The George Mason University Lesbian, Gay, Bisexual, Transgendered and Questioning Mentoring Program is in its second semester and will soon begin recruiting mentors and mentees for the spring semester.

“We wanted to put together some kind of system where newly arriving LGBTQ students would have an easier time learning the ropes of what Mason is like and specifically what Mason can be like for LGBTQ students,” said Ric Chollar, associate director of LGBTQ Resources.

Chollar said some universities match students with faculty, some with alumni, but that it was decided a student-student approach was best for Mason.

“The basic objective we have is helping incoming students be successful here at Mason and doing that through having at least one key person they can turn to to show them the ropes, to ask questions, to be the safe person that they can get information from,” Chollar said.
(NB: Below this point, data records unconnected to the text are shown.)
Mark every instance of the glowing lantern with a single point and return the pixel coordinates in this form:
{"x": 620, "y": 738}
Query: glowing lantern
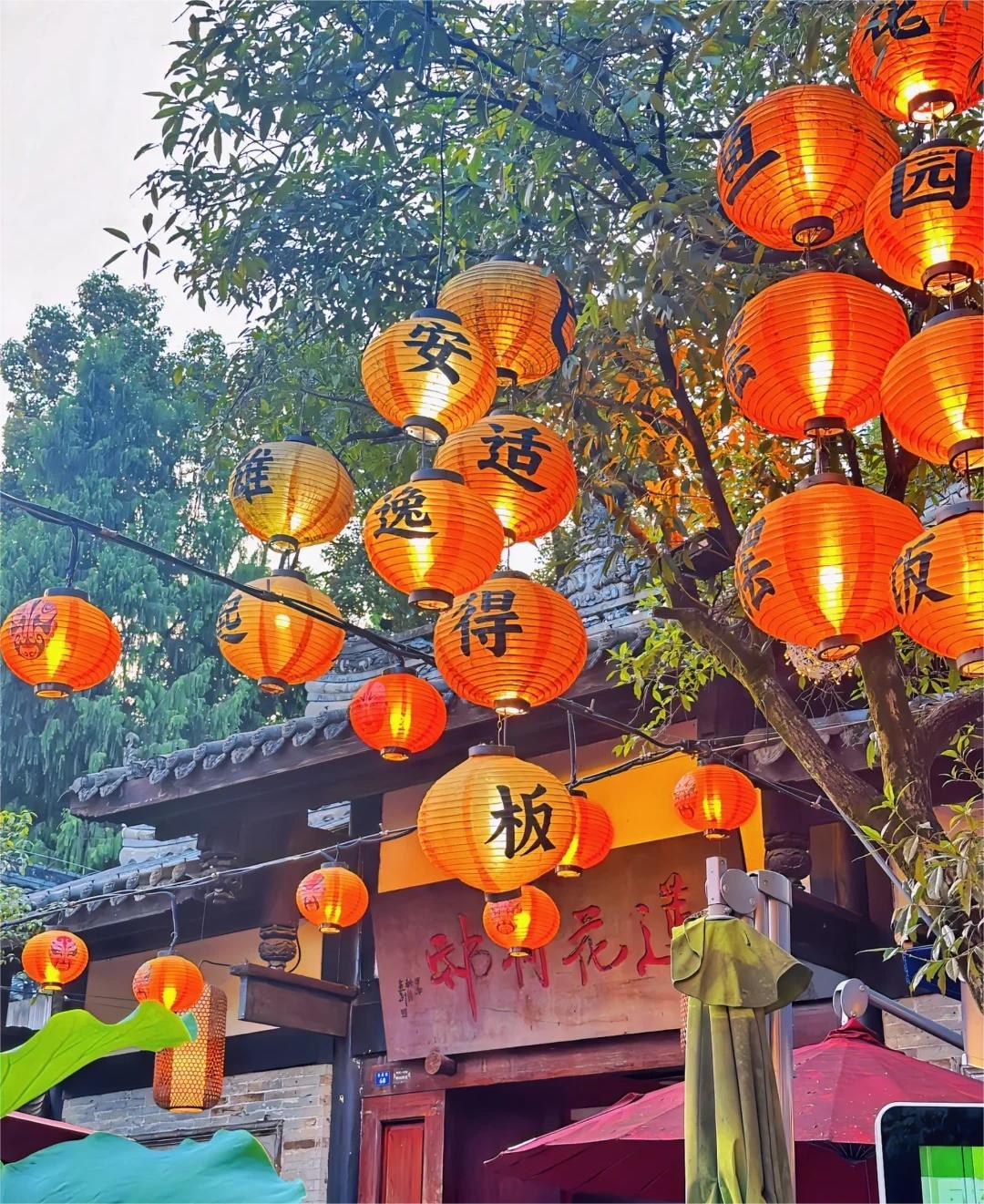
{"x": 814, "y": 566}
{"x": 169, "y": 980}
{"x": 59, "y": 643}
{"x": 53, "y": 959}
{"x": 932, "y": 391}
{"x": 189, "y": 1077}
{"x": 714, "y": 799}
{"x": 938, "y": 585}
{"x": 397, "y": 715}
{"x": 520, "y": 468}
{"x": 806, "y": 355}
{"x": 292, "y": 494}
{"x": 795, "y": 169}
{"x": 522, "y": 922}
{"x": 273, "y": 643}
{"x": 333, "y": 897}
{"x": 432, "y": 539}
{"x": 919, "y": 60}
{"x": 496, "y": 822}
{"x": 510, "y": 644}
{"x": 523, "y": 314}
{"x": 924, "y": 217}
Chollar said the mentoring program is still small, and that there are 12 to 14 people in the mentoring community, or, five pairs of mentors and mentees. The goal is to double the number of people in the program with each semester.

“I think the program has gone really well,” said Kristen Lucas-Stewart, a student intern who serves as a mentor coordinator. “We were very happy to see that we had quite a few matches with mentors and mentees, a lot more than we expected for the first semester. The matches overall are doing pretty well.”

Chollar said feedback has been positive and that most people who have commented on it say that it is a terrific idea and that there’s a need for a program like this at Mason.

“We’re still working out the kinks and the details about how successful the folks who were in it are feeling,” Chollar said. “We’ve got community- wide events where all the mentoring teems are invited to once-a-month programs where there’s some kind of content presentation that we think will be useful to them.”

Chollar said he encourages people in the program to contact each other at least once a week to keep track of the mentee’s progress. The mentees are typically freshman or transfer students.

“I wouldn’t say the program is an experiment or a test, but we’re trying things out this first year and perhaps revising and retailing it for future years,” Chollar said. “I think that we want to figure out how we can involve interested faculty, staff and alumni, particularly our LGBTQ alumni who have expressed an interest in wanting to be more in touch with our students and available to students.”

“I’m hoping to get a little more in depth with mentors and mentees and to talk more about what they’re doing,” Lucas-Stewart said, “as well as hopefully getting some more mentors and mentees and matching them up.”

Lucas-Stewart said the program was labor-intensive at the beginning, but that things came together nicely.